R zu
R zu

Reputation: 2064

Strange ordering of evaluations of variables and loss

I want to use tf.identity to copy the loss and variables either before or after the optimization step:

Here is the before case:

  1. Copy the current loss and variables (save variables and associated loss)
  2. Run one step of optimization (changes loss and values)
  3. Repeat

Here is the after case:

  1. Run one step of optimization (changes loss and values)
  2. Copy the current loss and variables (save variables and associated loss)
  3. Repeat

By "copy", I mean to create nodes in the computation graph to store the current values of loss and variables with tf.identity.


Somehow, this is what actually happens:

  1. Copy loss
  2. Run one step of optimization (changes loss and values)
  3. Copy variable (this value doesn't correspond to the loss saved in step 1)
  4. Repeat

How to fix this?

I could evaluate the loss again right after step 3. But that means wasting one evaluation of the loss in every cycle.


Test:

  1. Copy loss and variables
  2. Run optimization step and copy loss and variables.

If copying of loss and variables always happen before the optimization step, then the copies made in step 1 and step 2 would be the same.

Otherwise, copies made in step 1 and step 2 can be different.

import numpy as np
import tensorflow as tf

x = tf.get_variable('x', initializer=np.array([1], dtype=np.float64))
loss = x * x

optim = tf.train.AdamOptimizer(1)

## Control Dependencies ##
loss_ident = tf.identity(loss)  # <-- copy loss
x_ident = tf.identity(x)  # <-- copy variable
with tf.control_dependencies([loss_ident, x_ident]):
    train_op = optim.minimize(loss)

## Run ##
init_op = tf.global_variables_initializer()
with tf.Session() as sess:
    sess.run(init_op)
    for i in range(1000):
        # step 1
        a_, x1_ = sess.run([loss, x_ident])
        # step 2
        b_, x2_ = sess.run([loss_ident, x_ident, train_op])[:-1]
        print("loss:", a_, b_)
        assert np.allclose(a_, b_)
        print("variables:", x1_, x2_)
        assert np.allclose(x1_, x2_)

Result:

           step 1    step 2
loss:      [1.]      [1.]
variables: [1.]      [1.58114875e-07]  # <-- not the same
AssertionError

Unfortunately, the copies of the variable in step 1 and step 2 are different.
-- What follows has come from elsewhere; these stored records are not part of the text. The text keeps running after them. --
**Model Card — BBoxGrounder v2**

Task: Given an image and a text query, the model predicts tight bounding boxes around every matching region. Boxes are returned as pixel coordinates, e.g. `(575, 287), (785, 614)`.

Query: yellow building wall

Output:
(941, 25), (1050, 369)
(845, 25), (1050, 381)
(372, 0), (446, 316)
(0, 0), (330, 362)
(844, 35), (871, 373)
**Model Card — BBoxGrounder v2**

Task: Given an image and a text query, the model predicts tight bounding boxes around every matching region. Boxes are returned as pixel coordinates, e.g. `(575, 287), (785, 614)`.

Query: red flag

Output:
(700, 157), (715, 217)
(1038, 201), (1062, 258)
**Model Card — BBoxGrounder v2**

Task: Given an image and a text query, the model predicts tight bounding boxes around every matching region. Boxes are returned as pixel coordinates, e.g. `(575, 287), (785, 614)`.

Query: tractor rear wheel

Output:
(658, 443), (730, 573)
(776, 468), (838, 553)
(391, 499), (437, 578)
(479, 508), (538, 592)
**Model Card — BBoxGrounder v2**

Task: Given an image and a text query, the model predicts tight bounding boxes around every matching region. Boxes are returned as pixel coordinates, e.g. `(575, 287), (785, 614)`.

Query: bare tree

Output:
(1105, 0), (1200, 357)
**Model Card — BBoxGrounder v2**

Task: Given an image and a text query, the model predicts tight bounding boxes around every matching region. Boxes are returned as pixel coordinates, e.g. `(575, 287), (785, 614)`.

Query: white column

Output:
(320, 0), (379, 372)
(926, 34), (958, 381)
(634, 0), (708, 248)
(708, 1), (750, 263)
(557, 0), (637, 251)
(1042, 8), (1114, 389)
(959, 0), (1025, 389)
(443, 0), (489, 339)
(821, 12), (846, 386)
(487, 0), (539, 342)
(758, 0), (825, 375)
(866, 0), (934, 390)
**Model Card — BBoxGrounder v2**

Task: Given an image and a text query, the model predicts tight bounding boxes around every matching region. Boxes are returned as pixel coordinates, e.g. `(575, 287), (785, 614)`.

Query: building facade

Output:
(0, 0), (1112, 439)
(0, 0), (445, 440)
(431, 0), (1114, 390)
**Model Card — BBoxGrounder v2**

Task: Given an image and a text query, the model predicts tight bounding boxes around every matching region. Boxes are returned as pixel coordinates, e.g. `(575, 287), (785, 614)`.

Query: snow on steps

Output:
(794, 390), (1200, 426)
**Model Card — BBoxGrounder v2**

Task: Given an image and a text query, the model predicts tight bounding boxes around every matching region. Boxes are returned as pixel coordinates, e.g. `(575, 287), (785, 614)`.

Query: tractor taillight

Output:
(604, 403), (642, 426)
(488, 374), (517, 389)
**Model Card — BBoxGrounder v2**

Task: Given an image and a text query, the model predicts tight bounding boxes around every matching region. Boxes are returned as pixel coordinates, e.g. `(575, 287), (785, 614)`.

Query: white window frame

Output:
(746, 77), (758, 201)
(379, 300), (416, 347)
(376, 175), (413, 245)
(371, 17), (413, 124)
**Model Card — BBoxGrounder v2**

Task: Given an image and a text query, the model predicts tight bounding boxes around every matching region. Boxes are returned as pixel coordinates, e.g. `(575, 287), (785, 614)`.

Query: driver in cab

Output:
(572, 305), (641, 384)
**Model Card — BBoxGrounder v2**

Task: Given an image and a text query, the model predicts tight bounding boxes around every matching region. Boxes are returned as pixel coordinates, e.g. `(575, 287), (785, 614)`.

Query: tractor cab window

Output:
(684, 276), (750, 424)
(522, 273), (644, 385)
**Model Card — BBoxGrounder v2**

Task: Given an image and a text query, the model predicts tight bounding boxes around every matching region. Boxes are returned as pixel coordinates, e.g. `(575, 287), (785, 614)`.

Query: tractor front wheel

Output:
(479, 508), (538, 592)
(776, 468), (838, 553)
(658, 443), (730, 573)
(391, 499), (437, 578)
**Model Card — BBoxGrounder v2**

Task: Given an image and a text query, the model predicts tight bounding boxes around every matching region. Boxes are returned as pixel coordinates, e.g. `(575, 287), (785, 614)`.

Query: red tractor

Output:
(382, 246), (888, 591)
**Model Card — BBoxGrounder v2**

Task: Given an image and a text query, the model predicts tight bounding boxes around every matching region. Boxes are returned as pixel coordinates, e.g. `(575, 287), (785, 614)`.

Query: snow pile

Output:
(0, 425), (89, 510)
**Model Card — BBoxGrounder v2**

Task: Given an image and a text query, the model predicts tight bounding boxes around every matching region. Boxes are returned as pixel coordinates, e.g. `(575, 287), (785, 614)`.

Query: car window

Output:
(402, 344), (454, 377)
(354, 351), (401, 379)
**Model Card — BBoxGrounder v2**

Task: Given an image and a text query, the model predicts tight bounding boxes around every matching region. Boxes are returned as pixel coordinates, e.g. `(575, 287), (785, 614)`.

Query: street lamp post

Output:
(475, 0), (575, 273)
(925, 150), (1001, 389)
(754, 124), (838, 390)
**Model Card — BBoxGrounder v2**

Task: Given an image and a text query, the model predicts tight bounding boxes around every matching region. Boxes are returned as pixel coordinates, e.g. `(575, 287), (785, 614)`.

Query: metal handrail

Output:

Therefore, copying of the variable does not always happen before the optimization

Upvotes: 1

Views: 64

Answers (1)

thushv89
thushv89

Reputation: 11333

I am not entirely clear why the control dependencies don't work with the Tensors. But you can get it to work with Variables and tf.assign(). Here's my solution. From my understanding all you need is the copy to happen before train_op. From the quick few tests I did, this seems to work.

import tensorflow as tf

tf.reset_default_graph()

x = tf.get_variable('x', initializer=np.array([1], dtype=np.float64))
x_ident = tf.get_variable('x_ident', initializer=np.array([1], dtype=np.float64))
loss = x * x
loss_ident = tf.get_variable('loss', initializer=np.array([1.0]), dtype=tf.float64)
optim = tf.train.AdamOptimizer(1)

## Control Dependencies ##
loss_ident = tf.assign(loss_ident, loss, name='loss_assign')  # <-- copy loss
x_ident = tf.assign(x_ident, x, name='x_assign')  # <-- copy variable
with tf.control_dependencies([x_ident, loss_ident]):  
    train_op = optim.minimize(loss)

## Run ##
init_op = tf.global_variables_initializer()
with tf.Session() as sess:
    sess.run(init_op)
    for i in range(10):
        # step 1

        a, x1 = sess.run([loss_ident, x_ident])                
        # step 2        
        b, x2, _ = sess.run([loss_ident, x_ident, train_op])        


        #print("loss:", a_, b_)
        print('ab',a,b)
        print('x1x2',x1, x2)
        assert np.allclose(a, b)
        #print("variables:", x1_, x2_)
        assert np.allclose(x1, x2)

Hopefully, this is what you're looking for.

Upvotes: 1

Related Questions